Here’s an intuitive explanation of what this means. Let’s say we’re trying to figure out the impact of an ad campaign on conversions. Let’s say the covariates we observe are all discrete, so we can divide all of our units into buckets, where in each bucket all of the units have all of the same covariates. Within each bucket, some of the units will be treated and some will not. If treatment assignment is unconfounded given our observed covariates, then which units in the bucket happened to be treated and which happened not to be treated is “as good as random.” There’s no systematic difference between treated and untreated units in the same bucket. In other words, within the bucket we’re safe to calculate the treatment effect for that bucket by taking the difference between the average outcome among treated units and the average outcome among untreated units.

Four labeled square buckets (A, B, C, D) arranged in a 2×2 grid; each contains a different mix of orange and gray circles representing treated and untreated observational units. — Covariate buckets illustrating unconfoundedness: within each bucket, every unit has identical covariate profiles for a certain set of covariates. The orange units are treated and grey are untreated. Under unconfoundedness, within each bucket treatment assignment is “as good as random”–though the probability of being treated may differ from one bucket to another, the units don’t differ in their potential outcomes based on which units happen to be treated and which happen to be untreated.

One example of how this might fail would be if we didn’t control for income.
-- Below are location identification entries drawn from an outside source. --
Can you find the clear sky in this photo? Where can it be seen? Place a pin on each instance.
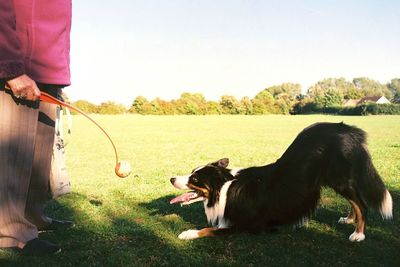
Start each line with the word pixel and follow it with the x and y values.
pixel 161 48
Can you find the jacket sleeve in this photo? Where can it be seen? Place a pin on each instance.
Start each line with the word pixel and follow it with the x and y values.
pixel 11 59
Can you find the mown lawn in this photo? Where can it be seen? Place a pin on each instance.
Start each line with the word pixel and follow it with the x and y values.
pixel 129 222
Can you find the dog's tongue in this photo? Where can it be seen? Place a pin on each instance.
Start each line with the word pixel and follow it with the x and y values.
pixel 183 198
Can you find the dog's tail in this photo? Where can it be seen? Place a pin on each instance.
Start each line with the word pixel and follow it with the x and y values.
pixel 372 188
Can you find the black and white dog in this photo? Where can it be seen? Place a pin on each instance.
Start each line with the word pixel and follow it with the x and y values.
pixel 257 199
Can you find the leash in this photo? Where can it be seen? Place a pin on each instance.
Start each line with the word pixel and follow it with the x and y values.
pixel 122 168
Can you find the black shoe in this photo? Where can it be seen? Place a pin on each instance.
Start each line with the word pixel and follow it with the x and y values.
pixel 57 225
pixel 38 247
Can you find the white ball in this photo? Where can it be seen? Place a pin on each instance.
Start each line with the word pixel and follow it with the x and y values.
pixel 123 169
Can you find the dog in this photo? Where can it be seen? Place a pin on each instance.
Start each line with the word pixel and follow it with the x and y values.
pixel 286 192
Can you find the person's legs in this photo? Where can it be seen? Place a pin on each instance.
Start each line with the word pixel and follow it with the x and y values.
pixel 18 124
pixel 41 168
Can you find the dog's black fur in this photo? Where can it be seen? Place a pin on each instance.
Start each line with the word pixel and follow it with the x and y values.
pixel 334 155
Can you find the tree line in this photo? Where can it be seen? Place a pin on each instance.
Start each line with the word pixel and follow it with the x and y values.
pixel 326 96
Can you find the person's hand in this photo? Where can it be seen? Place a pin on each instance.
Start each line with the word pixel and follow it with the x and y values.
pixel 24 87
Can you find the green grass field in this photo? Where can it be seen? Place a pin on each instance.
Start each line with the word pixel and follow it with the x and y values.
pixel 129 222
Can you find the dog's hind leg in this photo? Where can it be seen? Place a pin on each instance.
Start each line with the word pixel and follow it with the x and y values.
pixel 357 214
pixel 350 219
pixel 358 234
pixel 194 234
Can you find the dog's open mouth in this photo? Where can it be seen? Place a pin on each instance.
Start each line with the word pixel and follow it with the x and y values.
pixel 187 198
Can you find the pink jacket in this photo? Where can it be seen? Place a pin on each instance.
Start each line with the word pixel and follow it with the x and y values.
pixel 38 43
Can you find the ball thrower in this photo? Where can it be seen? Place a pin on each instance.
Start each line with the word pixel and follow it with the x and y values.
pixel 122 168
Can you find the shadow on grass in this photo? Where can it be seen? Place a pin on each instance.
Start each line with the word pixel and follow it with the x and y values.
pixel 128 232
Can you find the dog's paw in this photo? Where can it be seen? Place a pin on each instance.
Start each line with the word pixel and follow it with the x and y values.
pixel 189 235
pixel 346 220
pixel 356 237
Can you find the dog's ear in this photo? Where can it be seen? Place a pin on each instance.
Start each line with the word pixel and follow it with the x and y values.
pixel 221 163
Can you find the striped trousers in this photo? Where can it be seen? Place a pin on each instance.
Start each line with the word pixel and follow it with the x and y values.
pixel 26 145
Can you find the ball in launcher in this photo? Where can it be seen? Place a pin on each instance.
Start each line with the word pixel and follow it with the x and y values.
pixel 123 169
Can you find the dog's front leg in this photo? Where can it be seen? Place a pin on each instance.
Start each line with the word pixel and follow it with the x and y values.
pixel 210 231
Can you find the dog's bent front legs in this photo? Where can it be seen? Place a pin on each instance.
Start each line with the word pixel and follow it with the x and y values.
pixel 193 234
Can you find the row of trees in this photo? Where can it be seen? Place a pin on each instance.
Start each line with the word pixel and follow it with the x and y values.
pixel 280 99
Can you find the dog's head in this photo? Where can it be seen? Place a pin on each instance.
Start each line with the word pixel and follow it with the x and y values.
pixel 204 183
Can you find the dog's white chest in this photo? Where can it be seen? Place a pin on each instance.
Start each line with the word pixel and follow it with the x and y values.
pixel 215 214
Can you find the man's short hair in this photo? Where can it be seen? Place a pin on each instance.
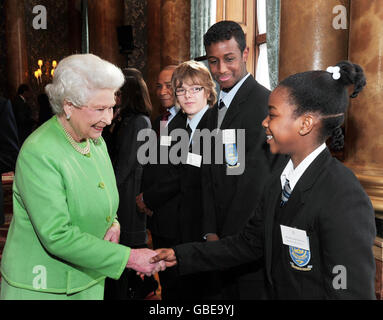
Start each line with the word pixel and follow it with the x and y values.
pixel 225 30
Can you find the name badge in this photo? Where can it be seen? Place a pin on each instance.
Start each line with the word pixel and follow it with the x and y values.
pixel 194 159
pixel 295 237
pixel 166 141
pixel 228 136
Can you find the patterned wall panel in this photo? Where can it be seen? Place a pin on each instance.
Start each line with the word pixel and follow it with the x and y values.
pixel 135 15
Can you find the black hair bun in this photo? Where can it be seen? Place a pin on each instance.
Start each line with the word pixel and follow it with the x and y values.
pixel 337 139
pixel 352 74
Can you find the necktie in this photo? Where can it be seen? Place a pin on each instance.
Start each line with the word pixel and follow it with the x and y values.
pixel 221 113
pixel 285 193
pixel 189 130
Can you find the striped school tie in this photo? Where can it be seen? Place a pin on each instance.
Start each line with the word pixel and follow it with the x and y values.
pixel 286 192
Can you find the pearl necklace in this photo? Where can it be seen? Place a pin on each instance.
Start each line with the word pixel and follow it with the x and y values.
pixel 84 151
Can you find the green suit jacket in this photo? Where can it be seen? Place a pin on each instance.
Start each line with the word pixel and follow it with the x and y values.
pixel 64 203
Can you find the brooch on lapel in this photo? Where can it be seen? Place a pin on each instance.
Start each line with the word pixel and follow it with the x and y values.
pixel 301 258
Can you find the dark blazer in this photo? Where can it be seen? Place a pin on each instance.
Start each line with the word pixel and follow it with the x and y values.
pixel 163 221
pixel 128 173
pixel 23 116
pixel 9 148
pixel 230 199
pixel 329 203
pixel 183 181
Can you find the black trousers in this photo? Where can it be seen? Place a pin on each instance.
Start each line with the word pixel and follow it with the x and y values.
pixel 2 215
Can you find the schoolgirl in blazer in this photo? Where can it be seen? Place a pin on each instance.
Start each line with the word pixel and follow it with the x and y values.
pixel 315 235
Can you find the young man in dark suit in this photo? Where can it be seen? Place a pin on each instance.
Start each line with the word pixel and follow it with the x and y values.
pixel 8 145
pixel 162 222
pixel 230 199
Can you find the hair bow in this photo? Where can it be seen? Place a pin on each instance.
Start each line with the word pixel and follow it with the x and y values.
pixel 335 71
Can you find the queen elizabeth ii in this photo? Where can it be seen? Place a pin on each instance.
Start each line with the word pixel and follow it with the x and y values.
pixel 63 238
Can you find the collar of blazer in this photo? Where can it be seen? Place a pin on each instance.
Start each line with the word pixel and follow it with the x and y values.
pixel 234 108
pixel 308 178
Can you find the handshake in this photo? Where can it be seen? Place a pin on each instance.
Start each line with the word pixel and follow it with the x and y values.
pixel 141 205
pixel 148 262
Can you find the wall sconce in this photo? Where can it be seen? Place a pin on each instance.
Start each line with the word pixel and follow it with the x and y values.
pixel 49 73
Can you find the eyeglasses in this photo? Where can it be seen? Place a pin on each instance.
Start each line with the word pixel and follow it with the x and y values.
pixel 192 91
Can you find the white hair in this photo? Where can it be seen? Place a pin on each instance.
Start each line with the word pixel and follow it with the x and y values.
pixel 77 76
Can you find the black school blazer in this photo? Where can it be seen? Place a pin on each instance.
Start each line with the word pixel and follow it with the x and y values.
pixel 339 219
pixel 229 200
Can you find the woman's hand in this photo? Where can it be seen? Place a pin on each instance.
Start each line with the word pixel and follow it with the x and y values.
pixel 113 233
pixel 139 261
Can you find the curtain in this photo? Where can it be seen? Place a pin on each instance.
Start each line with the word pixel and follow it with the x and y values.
pixel 200 20
pixel 262 72
pixel 272 23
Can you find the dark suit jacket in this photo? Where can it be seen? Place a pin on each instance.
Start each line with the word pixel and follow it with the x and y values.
pixel 128 173
pixel 23 116
pixel 164 219
pixel 183 181
pixel 8 145
pixel 329 203
pixel 230 199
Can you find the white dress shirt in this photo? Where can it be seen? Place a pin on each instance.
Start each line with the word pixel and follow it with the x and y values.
pixel 293 175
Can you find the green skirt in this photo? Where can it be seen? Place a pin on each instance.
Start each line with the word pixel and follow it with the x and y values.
pixel 9 292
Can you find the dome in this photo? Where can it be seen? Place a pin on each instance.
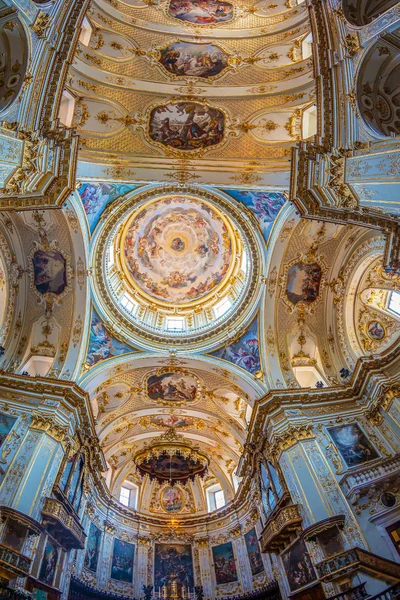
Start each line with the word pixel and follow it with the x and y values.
pixel 178 250
pixel 176 266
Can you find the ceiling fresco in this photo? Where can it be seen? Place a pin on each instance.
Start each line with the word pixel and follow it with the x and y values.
pixel 178 249
pixel 189 93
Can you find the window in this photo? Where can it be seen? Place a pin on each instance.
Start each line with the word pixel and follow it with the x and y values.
pixel 175 323
pixel 394 303
pixel 222 307
pixel 125 496
pixel 215 497
pixel 219 499
pixel 271 488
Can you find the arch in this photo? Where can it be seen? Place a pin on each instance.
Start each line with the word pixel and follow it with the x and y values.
pixel 378 88
pixel 14 50
pixel 363 12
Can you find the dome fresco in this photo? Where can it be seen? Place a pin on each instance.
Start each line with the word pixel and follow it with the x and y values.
pixel 176 266
pixel 178 249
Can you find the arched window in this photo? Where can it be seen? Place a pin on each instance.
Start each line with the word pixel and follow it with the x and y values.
pixel 378 88
pixel 271 487
pixel 275 480
pixel 14 59
pixel 363 12
pixel 71 481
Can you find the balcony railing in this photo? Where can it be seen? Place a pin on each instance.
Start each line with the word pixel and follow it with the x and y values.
pixel 392 593
pixel 280 529
pixel 357 559
pixel 13 562
pixel 356 593
pixel 60 523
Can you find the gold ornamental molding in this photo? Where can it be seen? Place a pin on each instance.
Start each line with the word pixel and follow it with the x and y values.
pixel 325 525
pixel 144 541
pixel 47 424
pixel 383 402
pixel 314 400
pixel 235 532
pixel 281 529
pixel 333 200
pixel 290 438
pixel 33 527
pixel 62 525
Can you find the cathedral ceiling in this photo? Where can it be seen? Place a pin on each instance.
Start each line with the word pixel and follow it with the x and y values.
pixel 159 93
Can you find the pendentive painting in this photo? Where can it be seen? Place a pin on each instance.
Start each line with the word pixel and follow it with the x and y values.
pixel 253 551
pixel 353 444
pixel 265 206
pixel 172 387
pixel 303 282
pixel 122 561
pixel 172 499
pixel 49 272
pixel 376 330
pixel 173 558
pixel 49 563
pixel 6 424
pixel 92 548
pixel 245 352
pixel 298 566
pixel 96 196
pixel 201 12
pixel 224 563
pixel 194 60
pixel 186 125
pixel 172 421
pixel 101 344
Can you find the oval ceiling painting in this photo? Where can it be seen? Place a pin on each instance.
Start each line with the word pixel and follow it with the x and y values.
pixel 178 250
pixel 195 60
pixel 172 387
pixel 172 421
pixel 303 282
pixel 171 499
pixel 186 125
pixel 201 12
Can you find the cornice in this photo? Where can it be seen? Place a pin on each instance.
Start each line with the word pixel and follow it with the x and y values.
pixel 275 401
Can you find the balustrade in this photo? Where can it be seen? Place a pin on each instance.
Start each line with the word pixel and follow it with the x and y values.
pixel 356 593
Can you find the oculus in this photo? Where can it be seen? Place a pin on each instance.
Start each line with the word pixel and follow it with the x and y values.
pixel 224 563
pixel 49 272
pixel 201 12
pixel 195 60
pixel 171 499
pixel 172 387
pixel 303 282
pixel 186 125
pixel 177 250
pixel 376 330
pixel 353 444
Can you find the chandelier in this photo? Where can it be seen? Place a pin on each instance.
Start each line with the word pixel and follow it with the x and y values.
pixel 171 458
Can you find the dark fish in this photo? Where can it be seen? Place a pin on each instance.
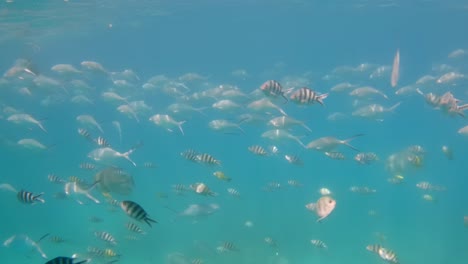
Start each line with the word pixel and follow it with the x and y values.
pixel 207 159
pixel 104 236
pixel 134 228
pixel 136 212
pixel 64 260
pixel 29 198
pixel 190 154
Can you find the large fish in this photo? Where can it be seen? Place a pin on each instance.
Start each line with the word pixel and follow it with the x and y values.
pixel 136 212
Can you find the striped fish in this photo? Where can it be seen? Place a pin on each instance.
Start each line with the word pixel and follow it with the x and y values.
pixel 29 198
pixel 273 88
pixel 335 155
pixel 134 228
pixel 55 179
pixel 258 150
pixel 64 260
pixel 318 243
pixel 229 246
pixel 189 154
pixel 207 159
pixel 136 212
pixel 366 158
pixel 294 159
pixel 307 96
pixel 104 236
pixel 388 255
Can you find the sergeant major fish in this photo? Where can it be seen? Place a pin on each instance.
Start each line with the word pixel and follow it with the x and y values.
pixel 323 207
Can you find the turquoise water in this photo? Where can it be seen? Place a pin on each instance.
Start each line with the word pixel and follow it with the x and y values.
pixel 242 44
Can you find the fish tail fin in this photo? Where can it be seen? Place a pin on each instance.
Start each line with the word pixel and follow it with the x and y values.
pixel 126 155
pixel 394 106
pixel 149 221
pixel 306 127
pixel 180 126
pixel 282 111
pixel 346 141
pixel 322 97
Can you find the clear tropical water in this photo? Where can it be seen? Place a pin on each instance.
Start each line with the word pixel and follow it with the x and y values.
pixel 317 44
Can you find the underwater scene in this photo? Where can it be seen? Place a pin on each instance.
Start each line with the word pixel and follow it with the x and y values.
pixel 236 132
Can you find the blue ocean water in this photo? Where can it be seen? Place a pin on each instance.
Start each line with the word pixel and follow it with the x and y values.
pixel 243 44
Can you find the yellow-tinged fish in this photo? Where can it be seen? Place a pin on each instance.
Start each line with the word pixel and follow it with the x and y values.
pixel 323 207
pixel 220 175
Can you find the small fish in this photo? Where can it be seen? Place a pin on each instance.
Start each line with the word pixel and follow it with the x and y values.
pixel 258 150
pixel 294 159
pixel 270 241
pixel 229 246
pixel 335 155
pixel 233 192
pixel 29 198
pixel 424 185
pixel 105 253
pixel 272 186
pixel 294 183
pixel 136 212
pixel 308 96
pixel 318 243
pixel 134 228
pixel 85 133
pixel 104 236
pixel 273 88
pixel 324 191
pixel 220 175
pixel 167 122
pixel 149 165
pixel 179 188
pixel 207 159
pixel 65 260
pixel 190 154
pixel 328 144
pixel 428 198
pixel 55 179
pixel 201 188
pixel 323 207
pixel 57 239
pixel 362 190
pixel 366 158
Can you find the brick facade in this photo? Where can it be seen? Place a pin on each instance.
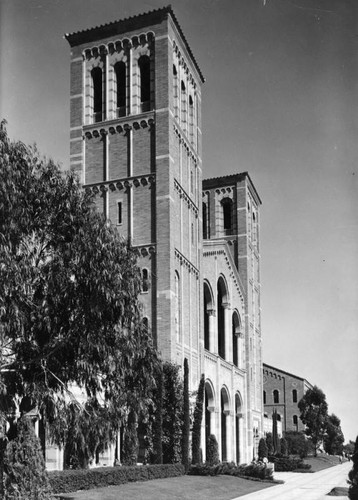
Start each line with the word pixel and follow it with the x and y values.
pixel 143 160
pixel 282 392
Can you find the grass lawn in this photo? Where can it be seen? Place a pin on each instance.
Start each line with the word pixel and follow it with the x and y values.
pixel 322 461
pixel 175 488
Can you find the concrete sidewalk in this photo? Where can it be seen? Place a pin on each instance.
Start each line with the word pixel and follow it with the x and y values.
pixel 299 486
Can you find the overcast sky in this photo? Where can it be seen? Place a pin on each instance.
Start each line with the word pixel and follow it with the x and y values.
pixel 280 101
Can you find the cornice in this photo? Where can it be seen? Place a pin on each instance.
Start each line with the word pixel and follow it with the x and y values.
pixel 120 184
pixel 118 126
pixel 185 262
pixel 184 195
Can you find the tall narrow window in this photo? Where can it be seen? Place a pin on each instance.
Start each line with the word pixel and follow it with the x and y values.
pixel 144 68
pixel 205 222
pixel 227 215
pixel 119 212
pixel 191 119
pixel 183 105
pixel 145 280
pixel 97 94
pixel 294 396
pixel 177 307
pixel 175 91
pixel 276 398
pixel 120 72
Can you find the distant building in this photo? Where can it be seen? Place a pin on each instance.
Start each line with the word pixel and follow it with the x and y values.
pixel 281 392
pixel 136 142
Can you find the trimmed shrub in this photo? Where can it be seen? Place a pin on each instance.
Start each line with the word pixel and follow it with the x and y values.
pixel 298 444
pixel 285 464
pixel 198 416
pixel 212 451
pixel 68 481
pixel 284 448
pixel 258 471
pixel 262 451
pixel 130 441
pixel 24 466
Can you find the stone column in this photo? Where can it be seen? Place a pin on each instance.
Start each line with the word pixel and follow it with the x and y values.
pixel 228 332
pixel 213 337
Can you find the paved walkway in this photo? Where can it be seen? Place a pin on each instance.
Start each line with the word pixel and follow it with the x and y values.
pixel 304 486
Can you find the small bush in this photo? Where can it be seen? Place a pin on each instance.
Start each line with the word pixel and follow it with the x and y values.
pixel 24 466
pixel 212 450
pixel 72 480
pixel 259 471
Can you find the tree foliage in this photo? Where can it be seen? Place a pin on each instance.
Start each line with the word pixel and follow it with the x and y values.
pixel 172 413
pixel 186 417
pixel 198 416
pixel 24 466
pixel 314 413
pixel 68 297
pixel 297 443
pixel 334 438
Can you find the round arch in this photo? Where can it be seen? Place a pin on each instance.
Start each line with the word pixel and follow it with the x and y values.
pixel 238 416
pixel 224 411
pixel 208 310
pixel 236 330
pixel 222 303
pixel 209 400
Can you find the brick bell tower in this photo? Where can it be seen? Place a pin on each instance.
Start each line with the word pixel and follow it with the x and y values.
pixel 136 143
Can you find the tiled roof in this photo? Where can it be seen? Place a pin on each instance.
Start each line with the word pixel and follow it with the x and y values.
pixel 76 37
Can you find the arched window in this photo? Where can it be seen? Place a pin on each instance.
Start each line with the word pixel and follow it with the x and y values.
pixel 276 397
pixel 145 280
pixel 208 308
pixel 227 215
pixel 175 91
pixel 183 104
pixel 235 338
pixel 121 87
pixel 191 119
pixel 177 307
pixel 294 396
pixel 144 69
pixel 221 299
pixel 96 74
pixel 205 222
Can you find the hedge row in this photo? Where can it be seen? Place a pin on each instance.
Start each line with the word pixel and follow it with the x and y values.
pixel 285 464
pixel 68 481
pixel 257 471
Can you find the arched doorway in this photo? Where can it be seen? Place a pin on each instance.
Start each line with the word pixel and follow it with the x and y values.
pixel 209 409
pixel 236 326
pixel 222 301
pixel 238 416
pixel 224 410
pixel 208 310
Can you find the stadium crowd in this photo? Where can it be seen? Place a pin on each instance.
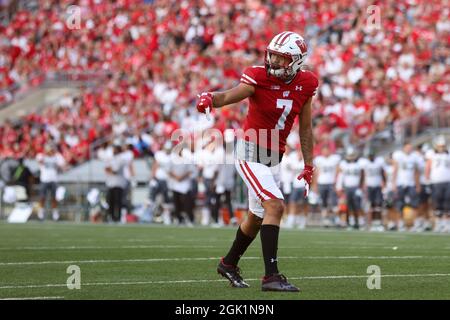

All else equal, maybe people with higher incomes will have a higher likelihood of converting regardless of whether or not they’re reached. (In other words, the potential outcomes under being reached or unreached depend on income.) Maybe people with higher incomes are also less likely to be reached by an ad campaign—maybe people with higher incomes spend more hours of the day working and are exposed to fewer ads.

If so, then in our buckets that don’t control for income, there will be systematic differences on average between reached and unreached (treated and untreated) people. Higher income people will be under-represented among the reached units and over-represented among un-reached units. Since higher income people are also more likely to convert, it will look like the unreached units convert at higher rates than they really do, and we will underestimate the effect of the ad campaign on conversions.

Satisfying unconfoundedness can be really hard. And, it’s usually impossible to know for sure that you’ve achieved unconfoundedness because of the fundamental problem of causal inference. Doing your best to satisfy unconfoundedness is often more important than the particular estimator you choose that requires unconfoundedness.

Overlap

This brings up one more important assumption—overlap or positivity. This is the assumption that regardless of the value of the covariates, every unit has a positive probability of being treated or untreated. This assumption is important because in practice, we need to have at least one treated unit and untreated unit in every bucket, or else we can’t figure out the treatment effect within that bucket.